Hi, noobie here.. just setting up my tank and was just wondering how small can T's get to squease through gaps as my lid has a 1.5cm gap at the top and my bars are about 0.5cm apart. Lets say a T with a 4cm body for arguments sake; how small could he get if he wanted to? ive read they can get through spaces half their body width. Also ive seen vids on youtube of them pushing and pulling on cage bars and wondering how much force can they actually push? (if that makes sense) as my lid only has flimsy clips on. Which T's are "bad" for doing this? as im trying to avoid any escaping action or the other half will literally kill me.. slowly
Thanks for replys in advance


----------



## Curious jay (Mar 26, 2013)

If the carapace can fit, so can the T.


----------



## poisoned (Mar 26, 2013)

*What size gaps can T's squease through?*

Most Ts will fit through 1.5 cm slot.


----------



## SuzukiSwift (Mar 26, 2013)

Like they said, they fit through small slots, you'd be surprised what they can squeeze through. It's always best to be safe than sorry, rather than making large holes make more smaller holes. With small slings I usually make holes with a needle and then rotate the needle round to make the hole slightly larger. These holes look really tiny but if you make a fair amount of them there's plenty of air-flow. If the T is larger I'll use a nail heated by a lighter to make holes


----------



## Stan Schultz (Mar 26, 2013)

Adam99 said:


> Hi, noobie here.. just setting up my tank and was just wondering how small can T's get to squease through gaps as my lid has a 1.5cm gap at the top and my bars are about 0.5cm apart. Lets say a T with a 4cm body for arguments sake; how small could he get if he wanted to? ive read they can get through spaces half their body width. Also ive seen vids on youtube of them pushing and pulling on cage bars and wondering how much force can they actually push? (if that makes sense) as my lid only has flimsy clips on. Which T's are "bad" for doing this? as im trying to avoid any escaping action or the other half will literally kill me.. slowly
> Thanks for replys in advance


More importantly, why does the lid have such a gap, and what kind of tarantula cage would have bars? A few photos might help a lot.
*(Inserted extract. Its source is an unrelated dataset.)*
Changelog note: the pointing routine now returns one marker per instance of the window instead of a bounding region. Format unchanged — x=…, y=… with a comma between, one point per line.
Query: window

Enjoy your little 8-legged Houdini!

Reactions: Like 3


----------



## Adam99 (Mar 26, 2013)

Pikaia said:


> More importantly, why does the lid have such a gap, and what kind of tarantula cage would have bars? A few photos might help a lot.
> 
> 
> Enjoy your little 8-legged Houdini!


its basically a glass tank but i lost the lid, so i made a lid from mesh and theres a slight lip at the top where the original lid slotted into place hence the gap. So maby bars wasnt the right word but yeah wire meshing


----------



## singaporesling (Mar 26, 2013)

Squeeze.....for Pete's sake get a better enclosure for $5


----------



## Adam99 (Mar 26, 2013)

singaporesling said:


> Squeeze.....for Pete's sake get a better enclosure for $5


all sorted now, just bent the mesh abit. Looks like it was made for the tank  oh yeah.. squeeze my bad lol


----------



## prairiepanda (Mar 26, 2013)

Pretend the abdomen isn't there. If the carapace fits through, they'll try to get everything through. I saw a pic once of a sling that ripped its own abdomen off trying to get through an air hole


----------



## Damzlfly (Mar 27, 2013)

Really really small ones. I had a 3/4" boehemi escape thru the handle holes of a small kritter keeper. Seal everything!


----------



## exokeeper (Mar 27, 2013)

i had a .5 inch lp that diappeared im asuming it escaped. unless one of my brothers took him and tried to raise him. cause the holes i made were extremely small probably 1-2 times the size of the tip of a pencil.


----------



## Arachtion (Mar 30, 2013)

Curious jay said:


> If the carapace can fit, so can the T.


Agreed with this


----------